Présenté à la Semaine de la Critique le 15/05/2015. Durée : 1h43.

Par Thomas Messias, le 15-05-2015
Cinéma et Séries
Cet article fait partie de la série 'Cannes 2015' composée de 14 articles. En mai 2015, la team cinéma de Playlist Society prend ses quartiers sur la Croisette pour une série de textes couvrant tout autant la sélection officielle que les sélections parallèles. Voir le sommaire de la série.

Pour réaliser son deuxième long-métrage après El Estudiante, Santiago Mitre est allé puiser son inspiration en 1960, année de sortie de La Patota, film de Daniel Tinayre dont il se réclame ouvertement. Le film étant impossible à voir depuis de nombreuses années, y compris en Argentine, il est hélas difficile d’établir si Paulina peut être considéré ou non comme un véritable remake. Mais le fait que Mitre soit remonté plus d’un demi-siècle en arrière est révélateur à plus d’un titre.

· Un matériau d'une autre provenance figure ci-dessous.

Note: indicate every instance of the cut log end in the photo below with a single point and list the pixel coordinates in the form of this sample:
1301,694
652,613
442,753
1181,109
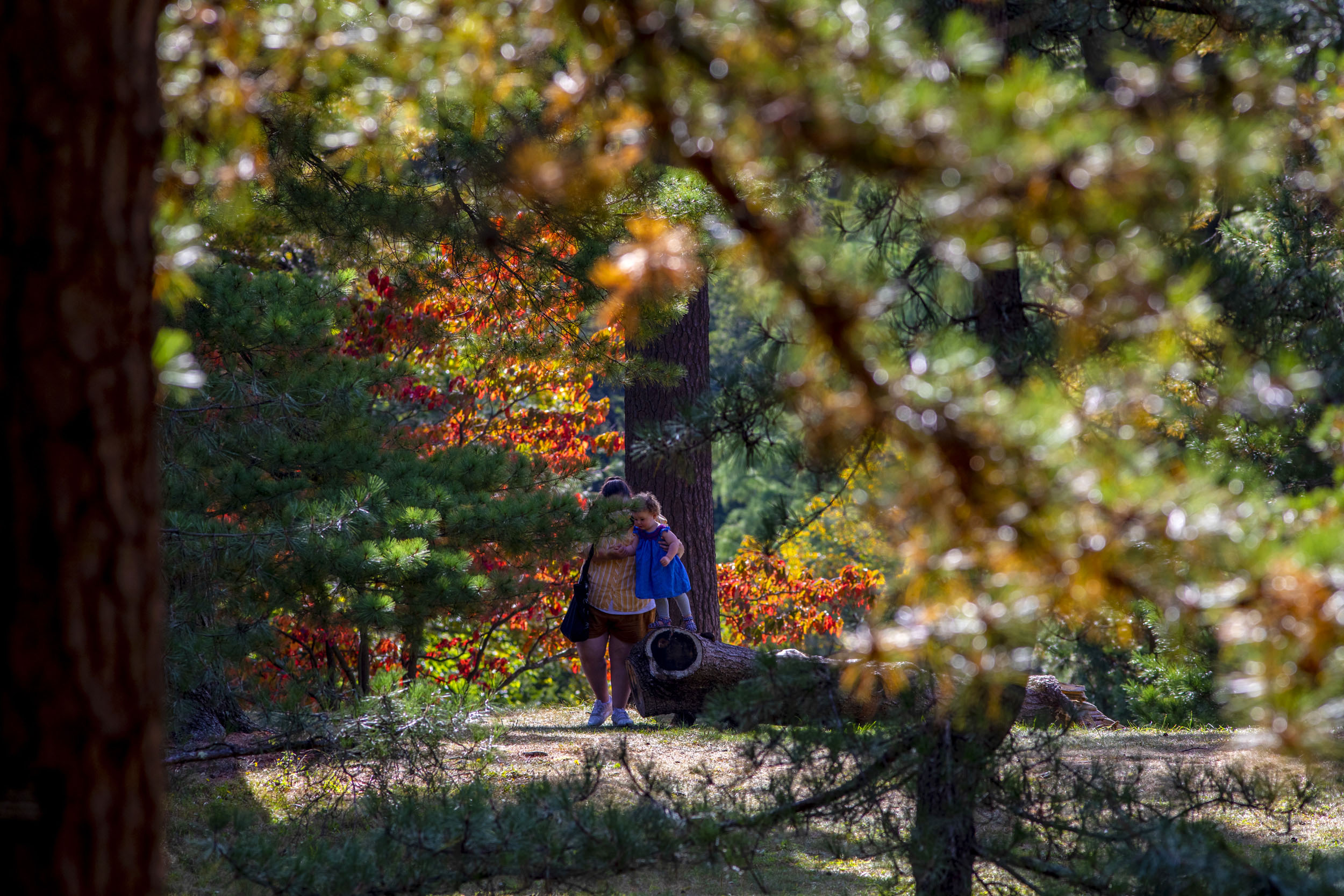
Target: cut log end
674,655
674,671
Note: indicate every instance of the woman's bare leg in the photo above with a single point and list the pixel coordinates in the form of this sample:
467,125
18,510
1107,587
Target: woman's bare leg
620,676
593,658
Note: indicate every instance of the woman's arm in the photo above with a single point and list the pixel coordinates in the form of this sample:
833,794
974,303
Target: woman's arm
613,551
673,546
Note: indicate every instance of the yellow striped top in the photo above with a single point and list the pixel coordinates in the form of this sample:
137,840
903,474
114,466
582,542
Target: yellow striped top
612,580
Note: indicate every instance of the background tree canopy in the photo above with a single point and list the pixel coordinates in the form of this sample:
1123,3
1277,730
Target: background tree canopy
1023,356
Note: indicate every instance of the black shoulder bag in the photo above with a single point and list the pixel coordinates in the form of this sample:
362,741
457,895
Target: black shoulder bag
576,618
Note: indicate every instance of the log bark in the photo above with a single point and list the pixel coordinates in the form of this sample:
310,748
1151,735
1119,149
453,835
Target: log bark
683,483
81,741
674,672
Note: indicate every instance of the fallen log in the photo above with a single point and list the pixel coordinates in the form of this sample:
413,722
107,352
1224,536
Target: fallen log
674,672
209,752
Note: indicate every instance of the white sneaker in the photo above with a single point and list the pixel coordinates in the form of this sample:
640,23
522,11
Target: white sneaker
600,712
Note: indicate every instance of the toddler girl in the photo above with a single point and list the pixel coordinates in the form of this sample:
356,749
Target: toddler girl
659,575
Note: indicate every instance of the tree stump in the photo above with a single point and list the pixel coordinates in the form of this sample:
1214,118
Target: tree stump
674,672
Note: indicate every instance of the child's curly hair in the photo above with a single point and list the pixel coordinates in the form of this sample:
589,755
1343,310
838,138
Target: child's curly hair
646,503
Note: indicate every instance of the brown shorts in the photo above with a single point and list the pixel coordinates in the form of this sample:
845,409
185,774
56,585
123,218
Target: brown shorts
623,626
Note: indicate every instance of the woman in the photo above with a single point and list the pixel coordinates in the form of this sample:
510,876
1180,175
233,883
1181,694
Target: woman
617,620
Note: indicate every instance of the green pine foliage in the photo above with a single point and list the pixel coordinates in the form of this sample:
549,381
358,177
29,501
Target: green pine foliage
288,493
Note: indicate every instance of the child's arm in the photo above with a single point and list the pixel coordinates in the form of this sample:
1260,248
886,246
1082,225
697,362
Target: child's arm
674,547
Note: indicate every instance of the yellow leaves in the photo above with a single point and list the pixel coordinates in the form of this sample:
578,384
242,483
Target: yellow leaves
660,262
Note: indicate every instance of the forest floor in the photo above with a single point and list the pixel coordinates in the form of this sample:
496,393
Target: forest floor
546,742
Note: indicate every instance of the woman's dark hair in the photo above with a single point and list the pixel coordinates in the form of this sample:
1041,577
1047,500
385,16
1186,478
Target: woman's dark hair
616,486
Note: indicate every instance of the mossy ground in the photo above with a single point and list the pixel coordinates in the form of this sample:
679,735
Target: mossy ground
531,743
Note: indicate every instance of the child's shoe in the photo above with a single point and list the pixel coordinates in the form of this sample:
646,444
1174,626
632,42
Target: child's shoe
600,712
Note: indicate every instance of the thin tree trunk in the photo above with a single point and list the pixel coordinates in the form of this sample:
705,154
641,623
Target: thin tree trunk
959,750
683,483
364,661
81,722
1000,318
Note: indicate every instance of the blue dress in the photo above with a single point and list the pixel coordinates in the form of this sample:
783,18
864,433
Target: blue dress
652,579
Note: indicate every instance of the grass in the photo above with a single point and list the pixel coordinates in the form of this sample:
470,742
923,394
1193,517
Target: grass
526,744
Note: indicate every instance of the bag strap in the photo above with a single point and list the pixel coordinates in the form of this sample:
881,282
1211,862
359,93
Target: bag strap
587,562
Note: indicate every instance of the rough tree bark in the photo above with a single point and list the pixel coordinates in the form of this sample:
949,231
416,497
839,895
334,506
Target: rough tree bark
684,484
81,743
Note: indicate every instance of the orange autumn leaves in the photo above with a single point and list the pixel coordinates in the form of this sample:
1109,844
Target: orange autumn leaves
764,602
491,359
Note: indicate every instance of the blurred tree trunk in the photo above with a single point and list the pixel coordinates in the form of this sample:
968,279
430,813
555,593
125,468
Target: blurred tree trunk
999,318
684,483
81,743
956,755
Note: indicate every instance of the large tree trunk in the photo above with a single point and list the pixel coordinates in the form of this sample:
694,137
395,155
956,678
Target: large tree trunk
81,743
683,483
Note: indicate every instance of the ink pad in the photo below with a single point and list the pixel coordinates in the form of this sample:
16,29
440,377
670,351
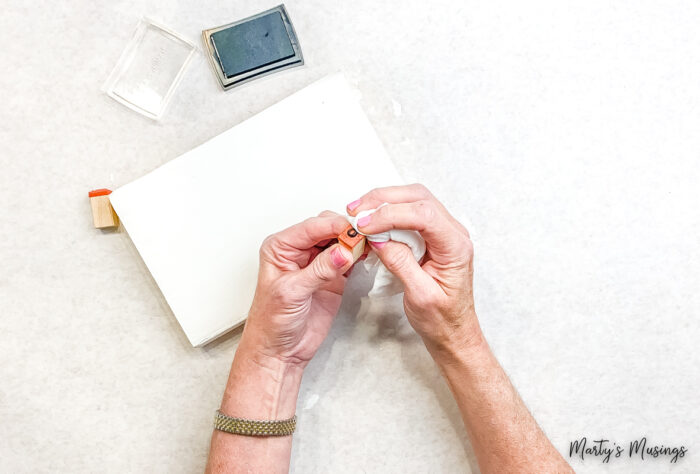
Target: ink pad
252,47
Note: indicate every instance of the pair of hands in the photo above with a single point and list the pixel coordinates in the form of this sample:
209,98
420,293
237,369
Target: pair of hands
301,278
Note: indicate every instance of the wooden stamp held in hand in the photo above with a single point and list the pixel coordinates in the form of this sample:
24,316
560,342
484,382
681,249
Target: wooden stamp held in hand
103,215
353,241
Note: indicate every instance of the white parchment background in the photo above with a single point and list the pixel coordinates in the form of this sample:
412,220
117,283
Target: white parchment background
568,132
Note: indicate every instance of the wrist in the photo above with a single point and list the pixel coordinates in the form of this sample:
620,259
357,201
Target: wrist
261,387
460,344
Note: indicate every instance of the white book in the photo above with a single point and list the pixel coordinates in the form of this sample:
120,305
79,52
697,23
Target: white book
198,221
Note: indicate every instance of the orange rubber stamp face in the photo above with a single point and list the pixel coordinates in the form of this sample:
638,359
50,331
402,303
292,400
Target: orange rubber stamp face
103,216
353,241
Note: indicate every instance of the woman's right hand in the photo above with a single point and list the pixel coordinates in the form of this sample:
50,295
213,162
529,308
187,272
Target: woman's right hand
438,297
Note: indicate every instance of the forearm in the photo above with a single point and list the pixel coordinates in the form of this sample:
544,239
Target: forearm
503,433
258,388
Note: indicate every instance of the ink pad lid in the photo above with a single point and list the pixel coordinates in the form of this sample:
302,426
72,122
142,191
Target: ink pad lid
253,47
149,69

Le principal défaut du nouveau cinéma argentin est désormais bien identifié : après avoir exploré en profondeur les ruines de son passé à travers des films flirtant souvent avec l’autobiographie, de nombreux cinéastes semblent peiner à regarder vers l’avenir, continuant à regarder d’où ils viennent au risque de sombrer dans la rengaine. Un piétinement que Santiago Mitre semblait vouloir éviter, lui qui dès El Estudiante semblait vouloir se démarquer. Très ancré dans l’époque actuelle, le film n’évoquait le passé et la dictature que pour justifier la soif de démocratie avec laquelle universitaires et étudiants se livraient à une ardente lutte pour le pouvoir. Paradoxalement, Paulina opère le choix inverse : pour aborder des thématiques qui n’ont jamais été aussi traitées qu’en ce début de siècle, le film s’empare d’un matériau ancien. Cette fois, il n’est pas question de dictature, mais de prise en charge des classes défavorisées ainsi que de féminisme. Juxtaposer remake supposé et manque d’inspiration serait un raccourci bien paresseux ; en revanche, le parti pris de départ de Mitre témoigne une fois encore de l’incapacité des jeunes cinéastes argentins à se détacher totalement de leurs aînés.

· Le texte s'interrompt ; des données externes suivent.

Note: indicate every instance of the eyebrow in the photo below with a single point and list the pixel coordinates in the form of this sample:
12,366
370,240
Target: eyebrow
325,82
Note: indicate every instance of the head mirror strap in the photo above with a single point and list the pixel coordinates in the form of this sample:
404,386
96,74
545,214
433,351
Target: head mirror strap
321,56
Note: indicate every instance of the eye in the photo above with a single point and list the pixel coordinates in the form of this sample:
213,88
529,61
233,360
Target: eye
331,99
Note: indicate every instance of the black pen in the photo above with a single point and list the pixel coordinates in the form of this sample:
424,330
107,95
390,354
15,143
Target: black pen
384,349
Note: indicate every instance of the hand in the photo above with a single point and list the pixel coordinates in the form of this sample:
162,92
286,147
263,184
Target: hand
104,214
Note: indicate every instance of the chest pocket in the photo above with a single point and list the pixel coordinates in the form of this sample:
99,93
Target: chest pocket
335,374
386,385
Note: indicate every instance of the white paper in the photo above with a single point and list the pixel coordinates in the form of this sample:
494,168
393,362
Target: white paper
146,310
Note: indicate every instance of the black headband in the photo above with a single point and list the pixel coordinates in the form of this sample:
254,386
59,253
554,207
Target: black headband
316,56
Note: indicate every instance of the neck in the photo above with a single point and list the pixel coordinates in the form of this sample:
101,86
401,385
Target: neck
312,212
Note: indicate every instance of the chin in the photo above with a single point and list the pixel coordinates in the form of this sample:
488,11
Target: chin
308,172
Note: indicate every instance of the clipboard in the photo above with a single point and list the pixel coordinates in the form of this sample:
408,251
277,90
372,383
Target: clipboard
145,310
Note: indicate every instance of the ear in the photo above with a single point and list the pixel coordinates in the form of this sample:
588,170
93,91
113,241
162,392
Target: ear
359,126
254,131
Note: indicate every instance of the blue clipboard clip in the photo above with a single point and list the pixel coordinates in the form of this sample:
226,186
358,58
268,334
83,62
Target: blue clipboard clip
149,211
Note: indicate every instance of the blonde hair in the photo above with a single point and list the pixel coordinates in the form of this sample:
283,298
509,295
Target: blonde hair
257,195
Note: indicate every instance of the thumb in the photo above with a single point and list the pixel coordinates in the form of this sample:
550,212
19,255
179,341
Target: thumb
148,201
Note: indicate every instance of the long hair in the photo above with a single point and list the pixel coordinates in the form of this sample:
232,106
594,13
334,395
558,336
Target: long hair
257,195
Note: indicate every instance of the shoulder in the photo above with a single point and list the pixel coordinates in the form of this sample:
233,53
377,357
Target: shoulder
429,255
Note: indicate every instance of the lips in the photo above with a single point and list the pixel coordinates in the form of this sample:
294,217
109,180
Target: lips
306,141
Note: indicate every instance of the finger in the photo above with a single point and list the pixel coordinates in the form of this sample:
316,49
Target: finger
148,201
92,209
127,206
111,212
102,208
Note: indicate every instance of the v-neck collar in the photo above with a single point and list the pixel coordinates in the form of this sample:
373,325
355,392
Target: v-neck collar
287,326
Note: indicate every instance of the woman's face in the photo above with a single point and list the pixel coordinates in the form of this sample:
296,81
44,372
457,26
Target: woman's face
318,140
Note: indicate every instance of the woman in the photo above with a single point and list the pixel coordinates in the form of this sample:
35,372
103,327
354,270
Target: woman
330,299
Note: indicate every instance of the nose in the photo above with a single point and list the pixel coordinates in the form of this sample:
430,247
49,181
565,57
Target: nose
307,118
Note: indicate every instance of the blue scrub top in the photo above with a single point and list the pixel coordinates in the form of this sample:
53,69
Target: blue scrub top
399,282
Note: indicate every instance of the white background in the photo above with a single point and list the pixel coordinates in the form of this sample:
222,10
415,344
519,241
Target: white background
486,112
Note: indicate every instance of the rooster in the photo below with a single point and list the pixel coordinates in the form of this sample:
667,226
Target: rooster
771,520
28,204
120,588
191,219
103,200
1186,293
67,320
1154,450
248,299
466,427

La fin de l’oppression patriarcale n’est pas pour demain.

Qu’un film aussi féministe aille repêcher une problématique posée 55 ans plus tôt revêt aussi du sens quant à l’avancée des combats féministes en question. Poser les mêmes interrogations en 1960 et en 2015, surtout lorsqu’il s’agit de mettre en avant l’absence claire de solutions, c’est donner corps à cette thèse selon laquelle la fin de l’oppression patriarcale n’est pas pour demain. Inconsciemment, le propos de Paulina est là : dans cinquante années, il arrivera les mêmes horreurs aux femmes, et la société n’aura guère plus de solutions à proposer pour prévenir ou guérir ces atrocités.

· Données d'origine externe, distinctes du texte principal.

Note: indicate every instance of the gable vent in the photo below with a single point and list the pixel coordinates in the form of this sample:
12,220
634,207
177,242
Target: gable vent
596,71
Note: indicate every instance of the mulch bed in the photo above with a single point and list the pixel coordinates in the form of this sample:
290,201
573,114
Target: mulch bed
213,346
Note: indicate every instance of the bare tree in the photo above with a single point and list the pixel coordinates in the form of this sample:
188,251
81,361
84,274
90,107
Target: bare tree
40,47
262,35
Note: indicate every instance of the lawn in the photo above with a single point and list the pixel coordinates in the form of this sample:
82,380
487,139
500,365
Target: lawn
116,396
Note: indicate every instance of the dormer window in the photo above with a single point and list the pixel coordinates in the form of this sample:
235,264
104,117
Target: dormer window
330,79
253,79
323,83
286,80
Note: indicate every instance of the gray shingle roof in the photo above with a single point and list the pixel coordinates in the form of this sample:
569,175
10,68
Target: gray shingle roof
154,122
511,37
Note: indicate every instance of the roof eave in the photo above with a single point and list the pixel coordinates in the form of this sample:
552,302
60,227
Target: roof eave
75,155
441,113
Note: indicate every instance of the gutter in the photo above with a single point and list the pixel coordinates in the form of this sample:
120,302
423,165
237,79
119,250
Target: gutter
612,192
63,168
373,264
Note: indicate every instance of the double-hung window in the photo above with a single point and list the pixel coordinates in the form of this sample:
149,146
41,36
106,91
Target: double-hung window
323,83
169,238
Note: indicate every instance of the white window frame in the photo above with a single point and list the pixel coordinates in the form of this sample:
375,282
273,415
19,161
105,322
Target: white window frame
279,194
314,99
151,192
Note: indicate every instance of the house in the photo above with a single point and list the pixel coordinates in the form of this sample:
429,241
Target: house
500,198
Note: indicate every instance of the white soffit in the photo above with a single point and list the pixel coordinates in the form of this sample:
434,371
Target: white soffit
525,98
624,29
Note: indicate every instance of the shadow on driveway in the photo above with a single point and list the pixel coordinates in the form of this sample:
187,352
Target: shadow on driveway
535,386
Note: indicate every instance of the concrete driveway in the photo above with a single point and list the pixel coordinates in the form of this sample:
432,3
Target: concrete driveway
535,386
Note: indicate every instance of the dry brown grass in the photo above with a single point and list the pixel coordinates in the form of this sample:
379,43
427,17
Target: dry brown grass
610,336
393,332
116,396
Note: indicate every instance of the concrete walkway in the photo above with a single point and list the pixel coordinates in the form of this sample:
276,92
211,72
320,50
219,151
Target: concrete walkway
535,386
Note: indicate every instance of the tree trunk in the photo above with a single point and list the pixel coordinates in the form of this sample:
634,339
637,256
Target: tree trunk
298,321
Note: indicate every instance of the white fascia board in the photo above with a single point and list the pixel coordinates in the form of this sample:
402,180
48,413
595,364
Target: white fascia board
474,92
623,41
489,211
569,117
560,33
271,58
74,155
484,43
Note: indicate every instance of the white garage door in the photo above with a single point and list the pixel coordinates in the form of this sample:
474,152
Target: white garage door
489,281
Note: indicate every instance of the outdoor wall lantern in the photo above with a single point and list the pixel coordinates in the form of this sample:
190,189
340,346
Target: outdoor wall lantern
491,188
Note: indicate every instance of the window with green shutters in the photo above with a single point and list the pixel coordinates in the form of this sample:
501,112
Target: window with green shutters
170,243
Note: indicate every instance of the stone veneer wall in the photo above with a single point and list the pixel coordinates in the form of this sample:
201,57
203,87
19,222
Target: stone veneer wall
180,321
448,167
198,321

Le postulat de Paulina laisse entrevoir un potentiel à la Esprits rebelles, Michelle Pfeiffer et la tonalité hollywoodienne en moins : une jeune femme issue d’une famille bourgeoise, promise à une brillante carrière d’avocate, décide de tout plaquer pour aller enseigner à des jeunes défavorisés. Ce choix fait frémir un petit ami sceptique, et surtout un père consterné, magistrat de renom qui pensait avoir mis toutes les chances de son côté pour que sa fille emprunte sa prestigieuse voie. Le film s’ouvre sur un long plan-séquence dans lequel s’opposent les points de vue de Paulina et de son père, à la fois animés par leurs convictions respectives, les liens du sang qui les encombrent, et le plaisir sans cesse renouvelé de s’adonner à des jeux rhétoriques.

Dans sa première demi-heure, Paulina ressemble à une version réussie (ou en tout cas prometteuse) d’Elefante blanco, film de Pablo Trapero présenté à Cannes en 2012, dans lequel un jeune prêtre idéaliste débarquait en plein bidonville pour y découvrir l’horreur de la situation et l’impossibilité de changer durablement les choses malgré une volonté de fer. Dans sa mise en scène (tonique et humble) comme dans sa description du lien social peinant à se tisser entre l’héroïne et ses protégés, Mitre se montre clairement supérieur à Trapero. Sans pour autant souhaiter s’arrêter là.

Le sujet du film est loin de se résumer à une simple affaire de reconversion et d’éducation : assez vite, Paulina est victime d’une agression nocturne de la part d’un gang de rue (patota), dont deux des membres la violent. Loin de prendre ce lourd traumatisme comme le signe qu’elle s’est trompée de destin, la jeune femme décide de rester sur les lieux, de continuer à enseigner, et de retrouver ses agresseurs, moins mue par un désir de vengeance que par le soin de comprendre le pourquoi de leurs actes.

Il s’agit moins de justifier les actes et les raisonnements du personnage que d’expliquer que personne ne devrait la juger.

De part en part, Paulina s’échine en fait à dépeindre le combat mené par une femme pour obtenir son indépendance. Tuer le père en se détournant de lui, quitter sa zone de confort, prendre chaque décision en son âme et conscience, en dépit du jugement des autres. Dans le regard déterminé de l’actrice Dolores Fonzi, on lit ce besoin obstiné de faire sauter entraves et bâillon, de s’affranchir de ces hommes qui exercent leur domination sur elle sans toujours en avoir conscience. À plusieurs reprises, Paulina prendra des décisions difficiles à comprendre ou à accepter, pour celles et ceux qui l’entourent comme pour les spectateurs. Dans le dossier de presse du film, Santiago Mitre affirme lui-même ne pas avoir cherché à comprendre chacun des choix de son héroïne, comme si elle avait fini par s’émanciper de tout, y compris du processus de création. Cette idée est au coeur du film : il s’agit moins de justifier les actes et les raisonnements du personnage que d’expliquer que personne ne devrait la juger.

À l’issue de débats à couteaux tirés, la conclusion énoncée par Paulina est limpide et explicite : personne ne devrait dire à une victime de viol ce qu’elle devrait faire et comment elle devrait penser. Sur le fond, le film affiche ces convictions avec courage et sans fléchir. Dommage que sur la forme, le film finisse par avoir l’air de tourner en rond, la mise en scène ayant tendance à se flétrir et les discussions à sombrer plus d’une fois dans l’écueil du didactisme et de le redondance. Une fois le titre du film enfin apparu à l’écran, un ultime plan-séquence montre Paulina arpentant une route escarpée, regardant la caméra avec intensité avant de finir par s’en détourner. Sortir de scène la tête haute et gérer seule son processus de résilience : beau programme.